Sin embargo, los expertos en nutrición dicen que si se elige el tipo correcto de carne y se procesa de manera razonable, este alimento aún puede ayudar a controlar el peso y reducir la grasa abdominal.
Según los expertos, las carnes magras como el pechuga de pollo, la carne de res magra o la carne de cerdo magra contienen un alto contenido de proteínas pero poca grasa. Las proteínas ayudan al cuerpo a mantener la masa muscular y crear una sensación de saciedad duradera, limitando así comer demasiado durante el día, un factor importante en el control de la grasa abdominal.

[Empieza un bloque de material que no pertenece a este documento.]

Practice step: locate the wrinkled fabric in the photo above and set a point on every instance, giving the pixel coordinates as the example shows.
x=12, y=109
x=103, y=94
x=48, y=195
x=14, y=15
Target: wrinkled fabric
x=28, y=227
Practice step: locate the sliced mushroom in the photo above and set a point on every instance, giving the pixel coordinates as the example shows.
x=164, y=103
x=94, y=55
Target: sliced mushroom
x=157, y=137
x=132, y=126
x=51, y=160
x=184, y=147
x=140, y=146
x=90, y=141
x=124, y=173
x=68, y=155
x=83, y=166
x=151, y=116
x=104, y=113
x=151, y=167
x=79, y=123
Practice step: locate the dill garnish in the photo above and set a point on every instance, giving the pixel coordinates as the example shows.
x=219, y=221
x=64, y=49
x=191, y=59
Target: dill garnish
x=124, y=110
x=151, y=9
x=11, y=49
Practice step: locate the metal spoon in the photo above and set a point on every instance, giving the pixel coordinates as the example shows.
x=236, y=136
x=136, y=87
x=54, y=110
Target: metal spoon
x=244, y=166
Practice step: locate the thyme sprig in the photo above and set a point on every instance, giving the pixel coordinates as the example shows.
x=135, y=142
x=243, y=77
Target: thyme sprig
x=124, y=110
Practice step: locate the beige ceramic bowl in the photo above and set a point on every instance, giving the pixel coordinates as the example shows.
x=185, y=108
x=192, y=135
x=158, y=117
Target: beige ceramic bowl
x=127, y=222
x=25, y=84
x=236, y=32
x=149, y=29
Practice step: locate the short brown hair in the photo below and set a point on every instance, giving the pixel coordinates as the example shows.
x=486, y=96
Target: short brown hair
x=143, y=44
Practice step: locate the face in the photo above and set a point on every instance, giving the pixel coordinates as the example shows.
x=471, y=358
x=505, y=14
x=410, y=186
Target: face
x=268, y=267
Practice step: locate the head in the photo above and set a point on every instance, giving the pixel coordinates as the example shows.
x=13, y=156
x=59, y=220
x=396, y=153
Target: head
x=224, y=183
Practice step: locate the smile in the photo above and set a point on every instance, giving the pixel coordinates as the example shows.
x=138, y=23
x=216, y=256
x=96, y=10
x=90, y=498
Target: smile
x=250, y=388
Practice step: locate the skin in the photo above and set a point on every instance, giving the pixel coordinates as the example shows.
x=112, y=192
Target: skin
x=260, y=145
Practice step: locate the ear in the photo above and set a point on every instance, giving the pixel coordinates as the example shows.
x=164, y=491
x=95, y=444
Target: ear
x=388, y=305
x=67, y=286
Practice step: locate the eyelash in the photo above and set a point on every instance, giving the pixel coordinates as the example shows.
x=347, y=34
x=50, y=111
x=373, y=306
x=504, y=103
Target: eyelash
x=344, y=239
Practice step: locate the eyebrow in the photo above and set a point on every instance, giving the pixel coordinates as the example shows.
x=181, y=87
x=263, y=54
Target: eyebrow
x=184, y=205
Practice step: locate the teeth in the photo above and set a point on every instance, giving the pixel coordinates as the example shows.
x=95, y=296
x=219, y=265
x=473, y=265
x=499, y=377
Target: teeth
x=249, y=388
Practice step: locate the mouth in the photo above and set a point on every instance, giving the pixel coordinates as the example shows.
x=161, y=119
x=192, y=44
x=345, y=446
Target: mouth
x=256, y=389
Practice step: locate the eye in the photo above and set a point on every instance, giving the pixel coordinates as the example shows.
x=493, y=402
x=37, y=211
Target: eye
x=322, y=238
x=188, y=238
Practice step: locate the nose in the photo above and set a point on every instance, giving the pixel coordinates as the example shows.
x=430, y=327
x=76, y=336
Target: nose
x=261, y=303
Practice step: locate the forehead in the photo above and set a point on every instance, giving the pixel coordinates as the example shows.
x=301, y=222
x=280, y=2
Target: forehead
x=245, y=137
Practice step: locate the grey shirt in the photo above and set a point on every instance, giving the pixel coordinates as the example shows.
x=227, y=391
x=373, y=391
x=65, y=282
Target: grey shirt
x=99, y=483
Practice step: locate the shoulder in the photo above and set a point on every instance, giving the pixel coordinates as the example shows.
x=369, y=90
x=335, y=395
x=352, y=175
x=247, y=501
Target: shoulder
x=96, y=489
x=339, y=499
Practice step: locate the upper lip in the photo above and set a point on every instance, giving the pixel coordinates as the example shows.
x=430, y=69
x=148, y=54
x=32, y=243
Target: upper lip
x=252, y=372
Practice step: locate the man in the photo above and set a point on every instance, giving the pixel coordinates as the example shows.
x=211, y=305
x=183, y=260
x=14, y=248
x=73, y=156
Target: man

Un estudio publicado en la revista American Journal of Clinical Nutrition muestra que una dieta rica en proteínas puede ayudar a aumentar la sensación de saciedad y apoyar la reducción de grasa corporal de manera más efectiva que una dieta baja en proteínas.
Según Lisa Young, nutricionista estadounidense, añadir proteína magra a las comidas puede ayudar a controlar la ingesta de calorías. "La proteína no solo ayuda a mantener la masa muscular, sino que también aumenta el metabolismo, lo que ayuda a reducir la grasa, especialmente la grasa abdominal", dijo.
Para aprovechar este beneficio, los expertos recomiendan priorizar los métodos de procesamiento bajos en grasa, como hervir, cocinar al vapor o freír ligeramente en una sartén en lugar de freír. Al mismo tiempo, se debe combinar la carne magra con verduras verdes y cereales integrales para crear una comida nutritiva equilibrada.
Sin embargo, la reducción de la grasa abdominal no depende de un solo tipo de alimento. Los expertos creen que una dieta razonable, combinada con ejercicio regular y suficiente sueño son factores importantes para ayudar a controlar la grasa abdominal y mantener la salud a largo plazo.